The publication of ‘Revelation of the Daleks‘ finally completes the list of Doctor Who stories broadcast during the initial television run that have been brought to print. So was it worth the wait?
Writer Eric Saward has revisited his original story and interpreted it in the form of the printed word. It took a while for the story to be released onto video and even longer for this novelisation. However, it remains an excellent addition to the archive of Dalek stories, not that the Daleks are even remotely prominent. Continuing the trend post ‘Genesis of the Daleks‘, it is Davros who hogs the limelight.
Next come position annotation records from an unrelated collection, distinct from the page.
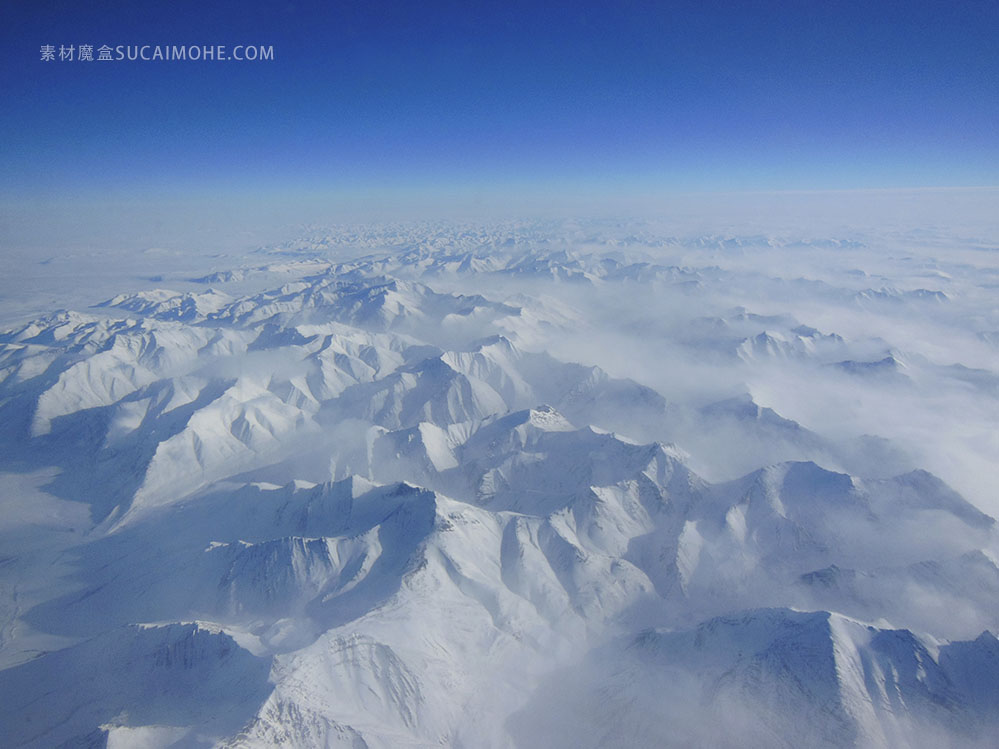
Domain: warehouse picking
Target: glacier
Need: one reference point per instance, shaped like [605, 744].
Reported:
[541, 484]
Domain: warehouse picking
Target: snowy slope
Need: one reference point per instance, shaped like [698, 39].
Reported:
[492, 489]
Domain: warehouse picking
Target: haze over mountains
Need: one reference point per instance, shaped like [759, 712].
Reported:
[580, 484]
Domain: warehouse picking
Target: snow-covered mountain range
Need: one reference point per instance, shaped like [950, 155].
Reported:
[480, 490]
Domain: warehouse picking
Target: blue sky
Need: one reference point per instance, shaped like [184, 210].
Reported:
[500, 97]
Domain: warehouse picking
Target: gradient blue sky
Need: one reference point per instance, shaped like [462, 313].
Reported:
[430, 97]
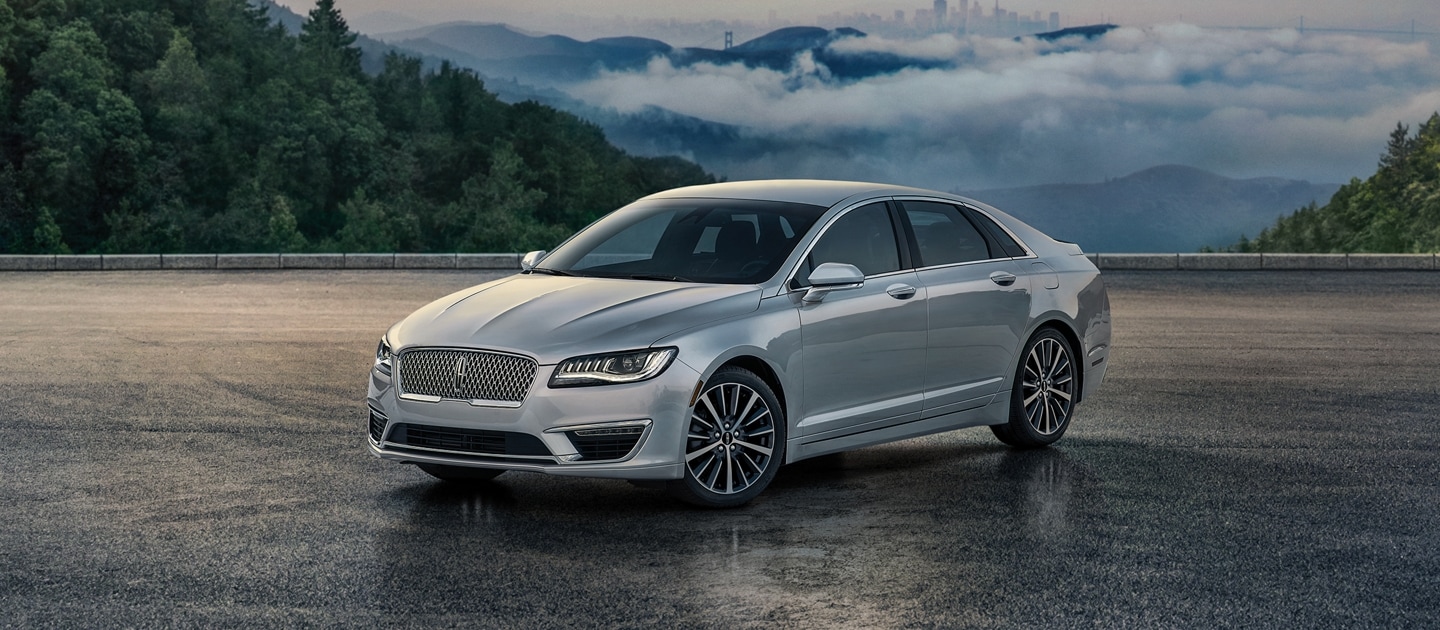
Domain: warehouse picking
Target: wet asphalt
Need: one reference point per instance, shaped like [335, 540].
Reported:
[187, 449]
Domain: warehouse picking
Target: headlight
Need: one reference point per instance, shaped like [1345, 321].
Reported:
[383, 357]
[615, 367]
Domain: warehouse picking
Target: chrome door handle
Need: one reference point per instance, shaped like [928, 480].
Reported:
[1002, 279]
[900, 291]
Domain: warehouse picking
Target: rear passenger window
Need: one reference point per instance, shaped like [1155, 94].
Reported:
[1011, 248]
[942, 235]
[863, 238]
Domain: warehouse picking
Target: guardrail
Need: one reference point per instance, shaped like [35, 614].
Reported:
[511, 261]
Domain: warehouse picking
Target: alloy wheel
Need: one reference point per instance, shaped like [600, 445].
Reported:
[1047, 386]
[730, 440]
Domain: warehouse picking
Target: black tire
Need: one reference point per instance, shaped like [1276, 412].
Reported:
[1043, 399]
[460, 473]
[735, 442]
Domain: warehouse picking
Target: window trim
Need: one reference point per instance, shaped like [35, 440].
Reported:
[902, 243]
[965, 209]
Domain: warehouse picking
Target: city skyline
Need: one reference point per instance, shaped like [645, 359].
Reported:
[1394, 15]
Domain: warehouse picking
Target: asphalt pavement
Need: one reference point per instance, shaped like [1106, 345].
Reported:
[187, 449]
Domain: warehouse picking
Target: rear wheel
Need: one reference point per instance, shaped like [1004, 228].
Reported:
[735, 442]
[1044, 394]
[460, 473]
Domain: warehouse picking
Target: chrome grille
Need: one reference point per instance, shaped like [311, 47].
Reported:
[465, 374]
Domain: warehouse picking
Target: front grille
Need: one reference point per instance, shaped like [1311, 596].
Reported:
[376, 425]
[605, 443]
[467, 440]
[465, 374]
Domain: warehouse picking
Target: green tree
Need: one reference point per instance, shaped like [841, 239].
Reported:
[1394, 210]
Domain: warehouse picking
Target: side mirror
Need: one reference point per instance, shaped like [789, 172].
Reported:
[833, 276]
[532, 259]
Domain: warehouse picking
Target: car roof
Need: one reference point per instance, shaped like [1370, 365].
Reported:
[811, 192]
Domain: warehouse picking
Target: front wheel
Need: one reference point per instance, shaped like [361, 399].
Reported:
[735, 442]
[460, 473]
[1044, 394]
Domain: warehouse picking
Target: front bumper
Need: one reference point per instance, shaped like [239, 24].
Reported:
[549, 416]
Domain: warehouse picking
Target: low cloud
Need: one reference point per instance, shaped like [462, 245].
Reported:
[1004, 112]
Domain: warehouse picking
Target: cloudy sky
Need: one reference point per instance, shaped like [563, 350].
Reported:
[1240, 102]
[1375, 13]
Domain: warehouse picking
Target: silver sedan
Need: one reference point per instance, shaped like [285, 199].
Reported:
[703, 337]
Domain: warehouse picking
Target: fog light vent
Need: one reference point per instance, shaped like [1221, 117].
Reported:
[378, 425]
[605, 443]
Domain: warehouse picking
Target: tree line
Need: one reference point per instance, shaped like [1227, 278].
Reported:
[199, 125]
[1396, 210]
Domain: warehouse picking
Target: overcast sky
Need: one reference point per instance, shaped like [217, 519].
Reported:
[1001, 112]
[1322, 13]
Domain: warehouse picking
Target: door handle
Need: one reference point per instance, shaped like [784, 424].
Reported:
[1002, 279]
[900, 291]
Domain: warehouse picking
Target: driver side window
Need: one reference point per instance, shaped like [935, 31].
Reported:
[863, 238]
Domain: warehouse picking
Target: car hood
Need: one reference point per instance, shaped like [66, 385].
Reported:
[553, 318]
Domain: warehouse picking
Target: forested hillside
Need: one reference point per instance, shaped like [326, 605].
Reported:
[1397, 210]
[182, 125]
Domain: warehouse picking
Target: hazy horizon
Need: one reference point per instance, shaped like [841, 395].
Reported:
[1393, 15]
[994, 112]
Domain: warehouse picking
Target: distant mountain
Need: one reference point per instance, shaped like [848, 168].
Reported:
[553, 61]
[383, 22]
[1161, 209]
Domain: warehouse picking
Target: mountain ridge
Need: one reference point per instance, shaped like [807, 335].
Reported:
[1167, 207]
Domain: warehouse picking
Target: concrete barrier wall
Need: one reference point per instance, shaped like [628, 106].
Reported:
[511, 261]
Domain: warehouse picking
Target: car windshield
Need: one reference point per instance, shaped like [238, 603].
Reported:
[722, 240]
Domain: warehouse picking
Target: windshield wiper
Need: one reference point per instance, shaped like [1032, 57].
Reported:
[658, 276]
[552, 272]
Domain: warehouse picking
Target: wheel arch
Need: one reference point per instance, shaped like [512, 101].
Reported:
[1073, 338]
[761, 368]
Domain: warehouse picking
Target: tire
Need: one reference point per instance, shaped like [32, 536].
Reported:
[1043, 399]
[460, 473]
[735, 442]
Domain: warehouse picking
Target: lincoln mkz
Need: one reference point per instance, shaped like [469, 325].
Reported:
[703, 337]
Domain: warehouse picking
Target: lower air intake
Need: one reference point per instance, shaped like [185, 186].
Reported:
[467, 440]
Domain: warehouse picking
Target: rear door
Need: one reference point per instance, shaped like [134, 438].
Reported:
[978, 302]
[863, 350]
Instead, the more fascinating element is the source of the new Dalek creatures.
Alongside the interesting setup and new, grisly Dalek origins, it is the broad cast of individuals who populate the story which make for such an entertaining read. Characters such as Tasambeker and Jobel work particularly well in print. Tasambeker is painfully tragic whilst Jobel is amusingly ridiculous. However, it is difficult not to picture Jenny Tomasin and Clive Swift as those characters.
Much like the ‘Resurrection of the Daleks‘ novelisation, reviewed here, the printed pages allow for greater details. ‘Revelation of the Daleks‘ opens with a scene inside the TARDIS, something not in the televised version. Further details and backstory are also provided. For instance, Takis’ family and the DJ’s journey to Necros flesh out these characters. Even though the two broadcast 45-minute episodes seem pedestrian by today’s standards, the expansion of the story highlights how speedily the plot progresses. That said, The Doctor and Peri do still take their time getting caught up in the action!
Revisiting Revelation also allows for some brand new scenes. Whereas the Resurrection novelisation remained largely faithful to the source material, this new version of Revelation does expand on what could only be alluded to given the budget restraints of the television production. I won’t say anymore for risk of spoilers but it’s definitely worth looking out for.
Although I think the Terileptil references across the two books have been perhaps a little excessive and ignoring the wider universe, they’re still nice things to spot. Aside from that minor criticism it is lovely to finally have both of these 1980’s Dalek stories in print. Was it worth the wait? Affirmative. Thanks to Eric Saward for both books and congratulations on such a sterling job.